So a bunch of liberal blogger types (Atrios, Yglesias, Aravosis, Oliver Willis, Thom Hartmann, Chris Hayes, Jonathan Singer etc.) met with Jared Bernstein (Biden’s chief economic adviser) at the White House the other day, and I have to say, with the exception of AmericaBlog’s John Aravosis, they sure do sound like a bunch of well-behaved student council members called to the principal’s office.
Being liberals, I suppose they went into “thoughtful listening” mode (apparently Bernstein berated them for not being more supportive of the stimulus bill! and blamed bloggers for not doing a better sales job to the public.
From the various accounts I’ve read, sounds like most of them went into defensive mode, listing examples of what they’d written to support the stimulus instead of pushing back on the silliness of handing bloggers responsiblity for White House communication failures.
Bernstein reportedly said a lot of blah blah blah about “political constraints.” (See earlier Lawrence Lessig “political realism” post.)
I wish I’d been there.

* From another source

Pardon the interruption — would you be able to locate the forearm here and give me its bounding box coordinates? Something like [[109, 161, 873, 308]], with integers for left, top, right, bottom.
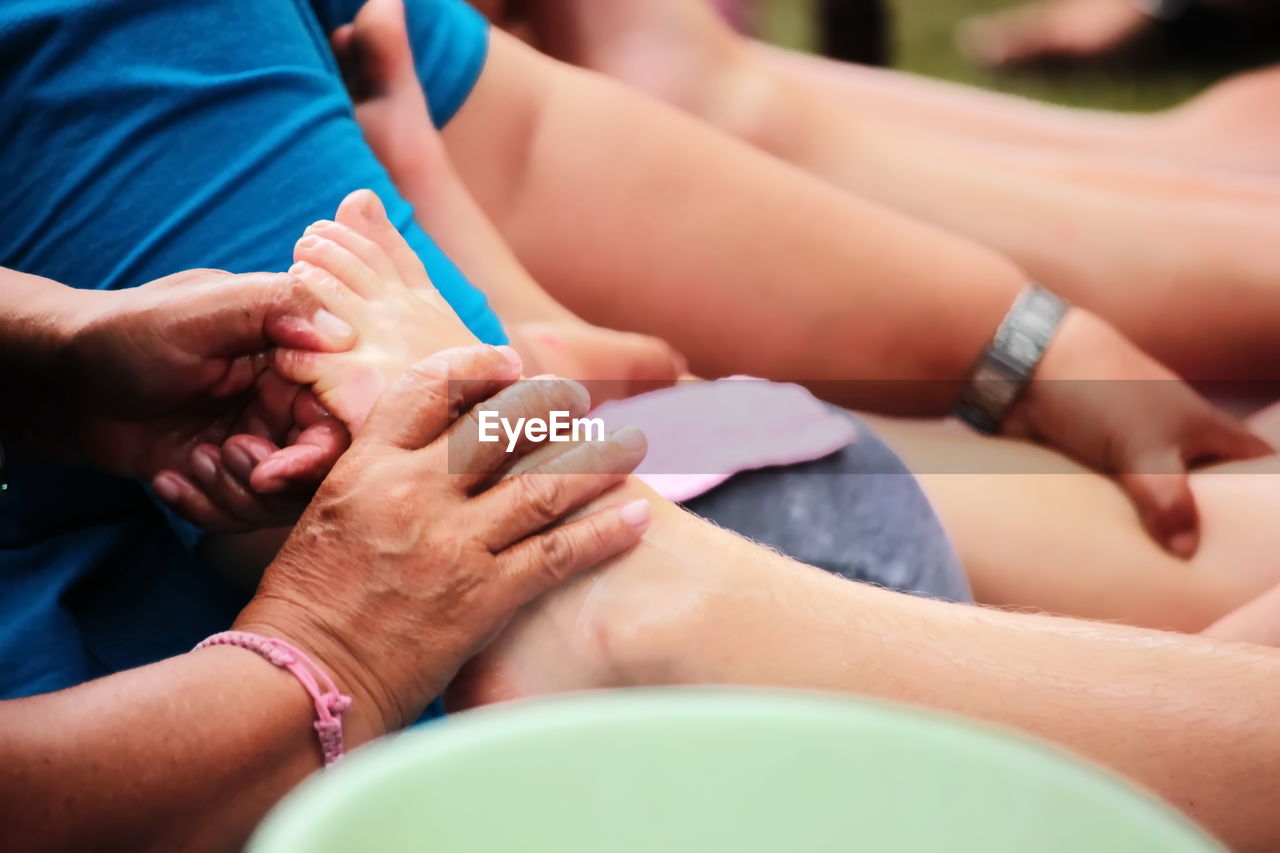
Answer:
[[0, 647, 374, 850], [0, 269, 97, 450], [445, 34, 1024, 412], [682, 555, 1280, 850], [1203, 587, 1280, 646]]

Since I don’t have a niche in the political power structure and don’t want one, I would have been more than happy to share my opinion.
“Yes, Jared, you’re right. I attacked the stimulus package because it was a shitty, half-hearted stimulus package – and it wasn’t just me who thought so. Maybe you should be bitching to Paul Krugman and Joe Stiglitz, who have much bigger podiums than we do – and by the way, maybe there’s a reason why they have the Nobel prize in economics and you don’t.
“And don’t give me that weak crap about ‘political contraints.’ This is a leadership vacuum, and your people couldn’t lead a parade out of a paper bag.
“You made a strategic error. You could have gone over the head of the hacks in Congress and made the compelling case to the public for a bigger stimulus, but instead you decided to play bipartisan statesman. And what happened? The economy was a car with two flat tires and you put a freakin’ donut tire on one wheel. Now you want us to jump up and down, applauding the subpar performance of that lopsided car, making its way down the road.
“Do you have any idea of how many people are still out of work? It’s not my job to make the White House look good. It’s my job to look out for the interests of working people. I stick up for the White House when they do something right. This wasn’t right.”
I have no patience with niceties – not with so many people in such bad shape. It’s not about the White House, it’s about those desperate people.
And no, I wouldn’t care about being invited back. They’re not listening, anyway. It’s just PR kabuki.